I’ve always been a regular gym goer, about 50% of the time at least, but even during my regular stints I never quite stuck to the recommendations. I would select a popular program, immediately make substitutions for the harder lifts, not do quite as many sets as recommended, and miss a day here or there, once or twice a week.

Yet — I made progress! My way worked. I was definitely healthier and stronger. The fact that my progress was relatively slow and intermittent didn’t occur to me, because I had nothing to compare it to. Meanwhile others around me were dutifully doing their three to five sets with heavy weights, and staying in the gym for much longer.

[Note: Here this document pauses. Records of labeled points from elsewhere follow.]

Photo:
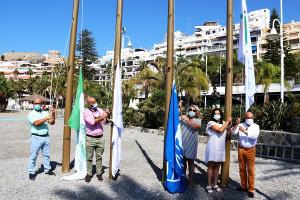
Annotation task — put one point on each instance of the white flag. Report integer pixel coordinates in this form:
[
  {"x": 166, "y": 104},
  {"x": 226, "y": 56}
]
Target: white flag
[
  {"x": 76, "y": 121},
  {"x": 245, "y": 56},
  {"x": 118, "y": 122}
]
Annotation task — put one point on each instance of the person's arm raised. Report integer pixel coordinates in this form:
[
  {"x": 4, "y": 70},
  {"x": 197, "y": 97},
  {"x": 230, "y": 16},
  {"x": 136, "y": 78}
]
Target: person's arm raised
[
  {"x": 221, "y": 129},
  {"x": 41, "y": 121}
]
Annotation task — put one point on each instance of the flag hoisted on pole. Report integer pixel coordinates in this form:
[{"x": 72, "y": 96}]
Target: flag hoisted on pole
[
  {"x": 175, "y": 175},
  {"x": 245, "y": 56},
  {"x": 117, "y": 122},
  {"x": 76, "y": 121}
]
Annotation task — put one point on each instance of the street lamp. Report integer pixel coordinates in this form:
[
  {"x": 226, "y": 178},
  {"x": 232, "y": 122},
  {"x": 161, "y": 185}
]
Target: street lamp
[
  {"x": 274, "y": 36},
  {"x": 202, "y": 59}
]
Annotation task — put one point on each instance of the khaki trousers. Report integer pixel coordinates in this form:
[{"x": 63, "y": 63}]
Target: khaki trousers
[
  {"x": 94, "y": 145},
  {"x": 247, "y": 168}
]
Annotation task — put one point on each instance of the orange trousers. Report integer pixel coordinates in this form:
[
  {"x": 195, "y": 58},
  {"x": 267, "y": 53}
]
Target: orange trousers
[{"x": 247, "y": 169}]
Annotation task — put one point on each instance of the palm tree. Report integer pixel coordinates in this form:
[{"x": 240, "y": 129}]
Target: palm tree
[
  {"x": 30, "y": 72},
  {"x": 191, "y": 78}
]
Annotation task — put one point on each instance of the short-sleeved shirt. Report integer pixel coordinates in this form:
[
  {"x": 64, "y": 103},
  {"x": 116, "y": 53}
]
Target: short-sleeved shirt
[
  {"x": 92, "y": 128},
  {"x": 215, "y": 148},
  {"x": 37, "y": 115},
  {"x": 247, "y": 141}
]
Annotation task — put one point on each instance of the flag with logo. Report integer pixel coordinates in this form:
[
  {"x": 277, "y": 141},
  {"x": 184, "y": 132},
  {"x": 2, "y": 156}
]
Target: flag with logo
[
  {"x": 76, "y": 121},
  {"x": 175, "y": 176},
  {"x": 117, "y": 122},
  {"x": 245, "y": 56}
]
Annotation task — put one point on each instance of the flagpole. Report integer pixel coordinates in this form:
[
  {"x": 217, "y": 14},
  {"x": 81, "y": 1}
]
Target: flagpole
[
  {"x": 170, "y": 63},
  {"x": 117, "y": 58},
  {"x": 69, "y": 91},
  {"x": 228, "y": 89}
]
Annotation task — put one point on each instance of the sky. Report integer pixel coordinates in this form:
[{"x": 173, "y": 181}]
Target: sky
[{"x": 43, "y": 25}]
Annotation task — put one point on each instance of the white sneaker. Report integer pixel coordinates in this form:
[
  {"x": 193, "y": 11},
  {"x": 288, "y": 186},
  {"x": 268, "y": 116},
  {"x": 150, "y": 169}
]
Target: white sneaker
[
  {"x": 209, "y": 189},
  {"x": 217, "y": 188}
]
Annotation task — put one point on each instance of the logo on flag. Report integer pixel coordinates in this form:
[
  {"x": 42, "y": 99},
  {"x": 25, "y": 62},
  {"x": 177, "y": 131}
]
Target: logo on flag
[
  {"x": 76, "y": 121},
  {"x": 118, "y": 122},
  {"x": 175, "y": 177},
  {"x": 245, "y": 56}
]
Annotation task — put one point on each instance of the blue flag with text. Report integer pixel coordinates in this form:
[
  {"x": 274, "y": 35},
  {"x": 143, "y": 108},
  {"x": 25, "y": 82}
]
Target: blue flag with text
[{"x": 175, "y": 176}]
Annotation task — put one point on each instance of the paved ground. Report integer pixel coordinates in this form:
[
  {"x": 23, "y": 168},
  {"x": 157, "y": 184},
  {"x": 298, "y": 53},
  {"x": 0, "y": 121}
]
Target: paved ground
[{"x": 140, "y": 174}]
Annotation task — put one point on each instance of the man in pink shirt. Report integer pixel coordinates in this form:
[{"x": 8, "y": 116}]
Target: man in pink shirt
[{"x": 94, "y": 117}]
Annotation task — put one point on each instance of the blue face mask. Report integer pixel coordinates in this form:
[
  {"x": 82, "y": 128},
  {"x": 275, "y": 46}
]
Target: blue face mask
[
  {"x": 37, "y": 107},
  {"x": 191, "y": 114}
]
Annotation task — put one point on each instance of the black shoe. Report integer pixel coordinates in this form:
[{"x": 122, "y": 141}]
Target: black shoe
[
  {"x": 88, "y": 178},
  {"x": 250, "y": 194},
  {"x": 32, "y": 177},
  {"x": 99, "y": 177},
  {"x": 50, "y": 173},
  {"x": 240, "y": 189}
]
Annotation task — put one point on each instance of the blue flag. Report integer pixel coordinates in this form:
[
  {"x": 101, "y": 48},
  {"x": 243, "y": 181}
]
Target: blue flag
[
  {"x": 175, "y": 177},
  {"x": 245, "y": 56}
]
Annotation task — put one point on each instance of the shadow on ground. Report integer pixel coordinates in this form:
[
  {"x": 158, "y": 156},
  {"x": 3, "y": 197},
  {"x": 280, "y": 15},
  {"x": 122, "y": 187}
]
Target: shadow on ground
[
  {"x": 124, "y": 188},
  {"x": 155, "y": 168}
]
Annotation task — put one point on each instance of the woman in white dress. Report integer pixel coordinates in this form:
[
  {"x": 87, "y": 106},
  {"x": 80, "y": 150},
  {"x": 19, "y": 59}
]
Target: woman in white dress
[
  {"x": 215, "y": 148},
  {"x": 190, "y": 124}
]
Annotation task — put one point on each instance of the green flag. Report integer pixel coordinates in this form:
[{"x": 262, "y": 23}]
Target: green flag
[{"x": 74, "y": 120}]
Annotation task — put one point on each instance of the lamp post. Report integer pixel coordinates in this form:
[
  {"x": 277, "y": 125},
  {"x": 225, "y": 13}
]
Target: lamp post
[
  {"x": 274, "y": 36},
  {"x": 202, "y": 59}
]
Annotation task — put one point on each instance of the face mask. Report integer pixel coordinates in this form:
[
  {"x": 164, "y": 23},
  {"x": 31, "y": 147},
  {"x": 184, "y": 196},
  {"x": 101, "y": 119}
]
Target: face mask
[
  {"x": 249, "y": 121},
  {"x": 217, "y": 117},
  {"x": 94, "y": 106},
  {"x": 191, "y": 114},
  {"x": 37, "y": 107}
]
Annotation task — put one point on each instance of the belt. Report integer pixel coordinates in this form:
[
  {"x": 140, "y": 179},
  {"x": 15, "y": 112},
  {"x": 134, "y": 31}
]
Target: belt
[
  {"x": 46, "y": 135},
  {"x": 94, "y": 136}
]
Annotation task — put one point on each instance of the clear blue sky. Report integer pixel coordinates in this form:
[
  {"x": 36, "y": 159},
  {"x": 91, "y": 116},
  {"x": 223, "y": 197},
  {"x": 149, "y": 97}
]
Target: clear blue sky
[{"x": 42, "y": 25}]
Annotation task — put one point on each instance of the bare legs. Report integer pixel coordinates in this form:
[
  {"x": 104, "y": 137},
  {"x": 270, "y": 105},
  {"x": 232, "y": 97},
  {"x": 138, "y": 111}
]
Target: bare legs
[
  {"x": 213, "y": 173},
  {"x": 191, "y": 168}
]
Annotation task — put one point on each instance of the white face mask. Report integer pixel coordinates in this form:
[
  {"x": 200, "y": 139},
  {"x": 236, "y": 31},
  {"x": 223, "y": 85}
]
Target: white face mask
[
  {"x": 217, "y": 117},
  {"x": 249, "y": 121}
]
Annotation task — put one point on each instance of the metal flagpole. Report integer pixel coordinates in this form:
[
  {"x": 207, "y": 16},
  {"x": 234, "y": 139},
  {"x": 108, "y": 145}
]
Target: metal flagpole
[
  {"x": 170, "y": 63},
  {"x": 117, "y": 57},
  {"x": 228, "y": 89},
  {"x": 69, "y": 91}
]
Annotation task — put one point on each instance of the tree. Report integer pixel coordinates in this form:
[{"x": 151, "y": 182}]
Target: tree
[
  {"x": 86, "y": 45},
  {"x": 5, "y": 92},
  {"x": 30, "y": 72},
  {"x": 191, "y": 78}
]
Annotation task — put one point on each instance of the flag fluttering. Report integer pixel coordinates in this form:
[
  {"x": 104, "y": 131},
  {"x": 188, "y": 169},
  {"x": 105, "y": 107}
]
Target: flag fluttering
[
  {"x": 76, "y": 121},
  {"x": 175, "y": 176},
  {"x": 245, "y": 56},
  {"x": 118, "y": 122}
]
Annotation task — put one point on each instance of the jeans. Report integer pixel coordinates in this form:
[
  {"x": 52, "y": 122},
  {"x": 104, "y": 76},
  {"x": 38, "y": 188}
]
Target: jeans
[
  {"x": 37, "y": 143},
  {"x": 94, "y": 145}
]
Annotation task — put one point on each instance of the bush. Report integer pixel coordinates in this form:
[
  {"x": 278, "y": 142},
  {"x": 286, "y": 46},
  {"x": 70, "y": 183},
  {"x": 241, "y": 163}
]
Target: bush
[{"x": 133, "y": 117}]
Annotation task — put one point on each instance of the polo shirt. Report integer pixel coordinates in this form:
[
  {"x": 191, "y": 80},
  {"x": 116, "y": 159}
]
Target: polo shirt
[{"x": 37, "y": 115}]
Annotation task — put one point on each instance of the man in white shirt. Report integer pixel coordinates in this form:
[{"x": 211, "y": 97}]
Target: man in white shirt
[{"x": 248, "y": 134}]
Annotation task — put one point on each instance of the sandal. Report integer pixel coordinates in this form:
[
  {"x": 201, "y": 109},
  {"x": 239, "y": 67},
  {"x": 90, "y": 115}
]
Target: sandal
[
  {"x": 209, "y": 189},
  {"x": 217, "y": 188}
]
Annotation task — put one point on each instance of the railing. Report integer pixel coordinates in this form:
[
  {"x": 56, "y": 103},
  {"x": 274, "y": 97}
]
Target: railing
[{"x": 277, "y": 145}]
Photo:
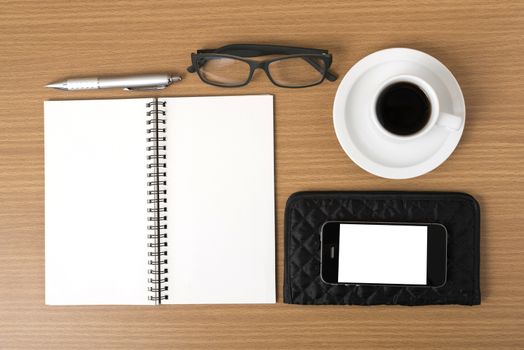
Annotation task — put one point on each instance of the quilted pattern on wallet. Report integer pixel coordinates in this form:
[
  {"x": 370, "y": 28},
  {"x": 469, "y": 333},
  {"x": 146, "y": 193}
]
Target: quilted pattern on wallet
[{"x": 307, "y": 211}]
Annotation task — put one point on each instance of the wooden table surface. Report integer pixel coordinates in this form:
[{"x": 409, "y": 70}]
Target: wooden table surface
[{"x": 482, "y": 43}]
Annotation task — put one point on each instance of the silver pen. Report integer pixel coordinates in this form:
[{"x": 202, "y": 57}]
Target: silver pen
[{"x": 131, "y": 82}]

Why were they so obsessed? You don’t need that many sets! I don’t, at least.

Zero-carb bread

After employing one of these “I am a special case” shortcut strategies for a long time, you may or may not attribute your eventual failure to achieve your vision with the fact that you insisted on not doing it the way the successful people told you to. It may just feel like you organically lost interest, or “shifted priorities”, or that the real breakthrough is still on its way.

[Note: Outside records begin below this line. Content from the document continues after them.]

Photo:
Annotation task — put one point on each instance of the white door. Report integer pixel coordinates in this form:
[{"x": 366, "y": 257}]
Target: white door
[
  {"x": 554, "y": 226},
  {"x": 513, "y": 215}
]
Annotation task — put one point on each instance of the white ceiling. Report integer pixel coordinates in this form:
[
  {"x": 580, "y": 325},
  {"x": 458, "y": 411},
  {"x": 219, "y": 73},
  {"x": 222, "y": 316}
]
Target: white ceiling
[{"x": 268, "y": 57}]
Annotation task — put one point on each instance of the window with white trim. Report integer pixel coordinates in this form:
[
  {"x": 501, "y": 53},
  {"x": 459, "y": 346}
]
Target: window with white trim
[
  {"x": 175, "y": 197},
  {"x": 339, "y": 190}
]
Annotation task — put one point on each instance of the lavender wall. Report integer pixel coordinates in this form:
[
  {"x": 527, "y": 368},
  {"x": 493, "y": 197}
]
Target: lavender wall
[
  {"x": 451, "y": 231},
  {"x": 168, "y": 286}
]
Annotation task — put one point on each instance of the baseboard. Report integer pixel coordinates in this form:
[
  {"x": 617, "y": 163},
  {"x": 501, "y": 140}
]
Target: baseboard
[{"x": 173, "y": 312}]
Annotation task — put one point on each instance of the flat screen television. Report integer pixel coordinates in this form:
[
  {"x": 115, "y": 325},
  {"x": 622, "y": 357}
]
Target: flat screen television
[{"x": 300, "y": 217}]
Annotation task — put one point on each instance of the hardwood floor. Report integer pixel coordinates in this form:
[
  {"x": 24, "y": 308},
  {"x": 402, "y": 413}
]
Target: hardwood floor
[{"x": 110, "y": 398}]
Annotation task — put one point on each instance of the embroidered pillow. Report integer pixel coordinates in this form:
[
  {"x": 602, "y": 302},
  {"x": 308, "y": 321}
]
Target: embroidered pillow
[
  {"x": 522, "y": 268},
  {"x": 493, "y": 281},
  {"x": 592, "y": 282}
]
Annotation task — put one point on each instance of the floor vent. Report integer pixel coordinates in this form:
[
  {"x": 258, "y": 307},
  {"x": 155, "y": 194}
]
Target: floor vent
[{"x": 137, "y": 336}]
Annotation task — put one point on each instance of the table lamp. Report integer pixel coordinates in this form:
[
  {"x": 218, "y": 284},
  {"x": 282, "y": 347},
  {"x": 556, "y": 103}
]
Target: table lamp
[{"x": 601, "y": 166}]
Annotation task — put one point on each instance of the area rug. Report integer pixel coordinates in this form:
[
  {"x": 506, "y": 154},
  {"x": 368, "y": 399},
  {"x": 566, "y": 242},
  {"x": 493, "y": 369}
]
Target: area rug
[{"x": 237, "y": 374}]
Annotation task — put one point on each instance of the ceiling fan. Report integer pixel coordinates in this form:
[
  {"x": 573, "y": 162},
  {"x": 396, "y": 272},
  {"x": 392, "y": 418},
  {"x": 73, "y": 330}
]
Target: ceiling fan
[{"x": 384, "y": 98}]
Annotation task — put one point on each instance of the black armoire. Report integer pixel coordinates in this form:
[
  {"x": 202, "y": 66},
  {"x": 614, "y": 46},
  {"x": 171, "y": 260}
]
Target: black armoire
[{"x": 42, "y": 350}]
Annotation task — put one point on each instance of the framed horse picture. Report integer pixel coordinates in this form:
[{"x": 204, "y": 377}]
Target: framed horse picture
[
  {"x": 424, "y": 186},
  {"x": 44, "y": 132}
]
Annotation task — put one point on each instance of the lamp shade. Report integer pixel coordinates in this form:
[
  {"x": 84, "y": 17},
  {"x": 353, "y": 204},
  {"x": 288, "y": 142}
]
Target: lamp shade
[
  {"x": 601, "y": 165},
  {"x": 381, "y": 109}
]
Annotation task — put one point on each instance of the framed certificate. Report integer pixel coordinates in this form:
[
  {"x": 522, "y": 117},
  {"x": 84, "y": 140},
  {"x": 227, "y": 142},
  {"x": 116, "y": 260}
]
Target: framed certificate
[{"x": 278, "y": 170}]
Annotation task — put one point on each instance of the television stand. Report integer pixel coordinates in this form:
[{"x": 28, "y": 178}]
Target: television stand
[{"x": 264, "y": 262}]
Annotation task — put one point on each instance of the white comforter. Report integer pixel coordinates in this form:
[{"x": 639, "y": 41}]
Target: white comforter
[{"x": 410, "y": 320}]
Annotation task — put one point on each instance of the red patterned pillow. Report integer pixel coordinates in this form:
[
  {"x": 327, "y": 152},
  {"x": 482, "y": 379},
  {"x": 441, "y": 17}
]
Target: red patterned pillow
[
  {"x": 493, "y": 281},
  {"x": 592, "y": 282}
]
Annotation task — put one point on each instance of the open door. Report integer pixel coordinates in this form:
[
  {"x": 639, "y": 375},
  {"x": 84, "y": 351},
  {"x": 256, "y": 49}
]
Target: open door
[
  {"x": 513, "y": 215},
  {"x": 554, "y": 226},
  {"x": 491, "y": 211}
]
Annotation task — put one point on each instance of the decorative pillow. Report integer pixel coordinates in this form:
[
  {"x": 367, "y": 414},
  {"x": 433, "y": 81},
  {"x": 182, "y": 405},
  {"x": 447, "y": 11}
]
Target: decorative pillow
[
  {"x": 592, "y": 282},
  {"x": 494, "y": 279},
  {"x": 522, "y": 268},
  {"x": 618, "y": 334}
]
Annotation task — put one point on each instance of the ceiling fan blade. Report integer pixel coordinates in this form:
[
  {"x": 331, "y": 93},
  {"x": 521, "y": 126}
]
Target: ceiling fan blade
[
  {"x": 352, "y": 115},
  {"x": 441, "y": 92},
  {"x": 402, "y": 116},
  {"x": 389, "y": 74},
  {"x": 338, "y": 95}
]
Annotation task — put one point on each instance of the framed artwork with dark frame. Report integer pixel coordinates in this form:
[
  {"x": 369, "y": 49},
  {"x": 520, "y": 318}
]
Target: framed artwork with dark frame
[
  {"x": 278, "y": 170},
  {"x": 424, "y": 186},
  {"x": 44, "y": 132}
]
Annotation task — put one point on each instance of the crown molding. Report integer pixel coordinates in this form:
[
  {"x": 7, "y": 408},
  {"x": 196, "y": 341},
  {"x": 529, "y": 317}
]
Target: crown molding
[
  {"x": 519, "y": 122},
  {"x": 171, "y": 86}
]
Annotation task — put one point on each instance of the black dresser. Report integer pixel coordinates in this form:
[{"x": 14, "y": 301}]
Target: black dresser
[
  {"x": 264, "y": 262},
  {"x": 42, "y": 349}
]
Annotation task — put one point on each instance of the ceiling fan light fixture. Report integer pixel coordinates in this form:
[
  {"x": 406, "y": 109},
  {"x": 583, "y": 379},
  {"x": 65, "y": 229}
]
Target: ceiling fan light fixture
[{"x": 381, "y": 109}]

Part of the problem with these unorthodox strategies is that they do often give you initial positive results, and that can make you feel like it’s going to take you somewhere. You do feel better when you add some vegetables to your diet, even if you change nothing else. You will get stronger if you start lifting weights randomly at the gym, and you will learn some measurable quantity of French if you do flash cards a few times a week for a month.

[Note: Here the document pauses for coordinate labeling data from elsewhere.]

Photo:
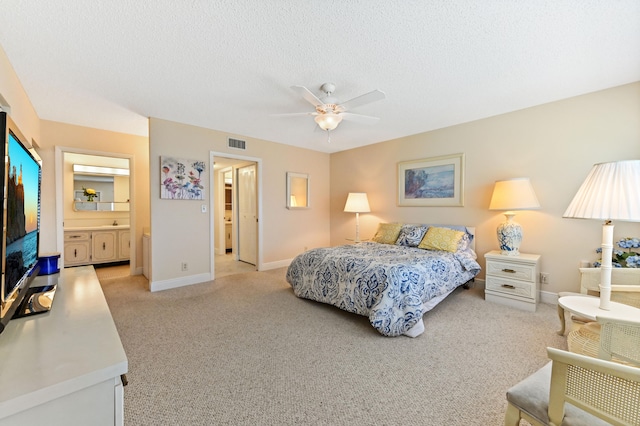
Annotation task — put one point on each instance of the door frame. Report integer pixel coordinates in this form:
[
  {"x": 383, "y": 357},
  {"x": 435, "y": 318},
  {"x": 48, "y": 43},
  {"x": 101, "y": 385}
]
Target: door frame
[{"x": 212, "y": 195}]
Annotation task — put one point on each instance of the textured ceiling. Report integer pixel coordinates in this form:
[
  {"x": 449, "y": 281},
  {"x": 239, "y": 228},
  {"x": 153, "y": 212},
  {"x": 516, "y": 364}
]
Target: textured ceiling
[{"x": 229, "y": 65}]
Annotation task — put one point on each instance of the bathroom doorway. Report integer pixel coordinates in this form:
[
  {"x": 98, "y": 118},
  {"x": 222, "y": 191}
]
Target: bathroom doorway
[
  {"x": 96, "y": 192},
  {"x": 235, "y": 195}
]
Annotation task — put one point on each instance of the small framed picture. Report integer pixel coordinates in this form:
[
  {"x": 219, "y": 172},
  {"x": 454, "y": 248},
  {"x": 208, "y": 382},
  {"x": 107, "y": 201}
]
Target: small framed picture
[{"x": 432, "y": 182}]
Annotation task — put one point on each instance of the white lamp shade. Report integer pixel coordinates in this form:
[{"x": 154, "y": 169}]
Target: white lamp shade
[
  {"x": 357, "y": 202},
  {"x": 328, "y": 121},
  {"x": 514, "y": 194},
  {"x": 611, "y": 191}
]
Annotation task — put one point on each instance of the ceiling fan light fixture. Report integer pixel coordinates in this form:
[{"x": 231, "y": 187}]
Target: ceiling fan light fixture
[{"x": 328, "y": 121}]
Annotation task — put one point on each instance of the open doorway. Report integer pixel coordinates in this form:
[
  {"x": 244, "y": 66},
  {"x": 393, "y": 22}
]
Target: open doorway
[
  {"x": 235, "y": 195},
  {"x": 95, "y": 230}
]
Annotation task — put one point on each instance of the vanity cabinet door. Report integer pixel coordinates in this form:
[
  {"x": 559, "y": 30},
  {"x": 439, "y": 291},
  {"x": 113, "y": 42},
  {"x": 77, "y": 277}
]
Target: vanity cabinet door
[
  {"x": 103, "y": 246},
  {"x": 124, "y": 245},
  {"x": 77, "y": 248}
]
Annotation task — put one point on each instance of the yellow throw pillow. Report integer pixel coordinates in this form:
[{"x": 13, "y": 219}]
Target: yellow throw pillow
[
  {"x": 441, "y": 239},
  {"x": 387, "y": 233}
]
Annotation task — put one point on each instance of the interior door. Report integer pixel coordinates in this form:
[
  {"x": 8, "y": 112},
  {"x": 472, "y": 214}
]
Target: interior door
[{"x": 247, "y": 214}]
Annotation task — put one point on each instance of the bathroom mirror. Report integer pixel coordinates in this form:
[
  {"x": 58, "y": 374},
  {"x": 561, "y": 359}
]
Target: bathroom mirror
[
  {"x": 110, "y": 185},
  {"x": 297, "y": 190}
]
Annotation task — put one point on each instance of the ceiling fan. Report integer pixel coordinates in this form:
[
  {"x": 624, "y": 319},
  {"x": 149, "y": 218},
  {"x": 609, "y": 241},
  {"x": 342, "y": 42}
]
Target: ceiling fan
[{"x": 329, "y": 112}]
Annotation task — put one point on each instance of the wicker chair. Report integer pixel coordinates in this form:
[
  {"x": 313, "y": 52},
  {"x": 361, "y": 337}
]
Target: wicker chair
[
  {"x": 608, "y": 338},
  {"x": 576, "y": 389}
]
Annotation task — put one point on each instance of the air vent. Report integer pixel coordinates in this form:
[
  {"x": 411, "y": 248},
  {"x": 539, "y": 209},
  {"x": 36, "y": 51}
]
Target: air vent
[{"x": 237, "y": 144}]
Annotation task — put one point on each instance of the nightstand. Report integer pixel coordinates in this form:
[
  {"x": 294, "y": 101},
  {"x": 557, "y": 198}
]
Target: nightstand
[{"x": 512, "y": 280}]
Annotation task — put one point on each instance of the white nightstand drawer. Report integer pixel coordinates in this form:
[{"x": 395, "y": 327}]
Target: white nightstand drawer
[
  {"x": 513, "y": 287},
  {"x": 518, "y": 271}
]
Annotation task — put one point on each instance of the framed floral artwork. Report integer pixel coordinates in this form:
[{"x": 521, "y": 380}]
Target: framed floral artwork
[
  {"x": 432, "y": 182},
  {"x": 181, "y": 179}
]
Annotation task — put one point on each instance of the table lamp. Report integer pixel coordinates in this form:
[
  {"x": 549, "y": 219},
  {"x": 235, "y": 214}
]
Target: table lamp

But you probably began with the desire for a real transformation, of the type you see others achieving, and it can take a surprisingly long time to notice that that isn’t happening. “Progress” may be happening, but your goal isn’t.

I don’t play scales, the scales play me

Recently I’ve begun experiencing a pattern of epiphanies in various areas — productivity, health, learning — wherein I finally stop doing a thing in my special shortcut way that “works for me.” Instead I start doing it the way people successful in those areas do it, and suddenly I experience strong and consistent results, for the first time in my life.

Oh! It turns out that if you wash the floor with a bucket and cloth regularly, your floors always look great. If you try to get by with Swiffering and spot-cleaning, they look ok, at least half the time, ignoring a few trouble spots.

Oh! It appears that if you lift weights with high intensity for a moderate number of sets, and you don’t skip workouts, you keep getting stronger and fitter, like all those strong and fit people. If you just get your couple of sets done, most of the time, a good part of the year, you feel fitter than you otherwise would have, much of the time.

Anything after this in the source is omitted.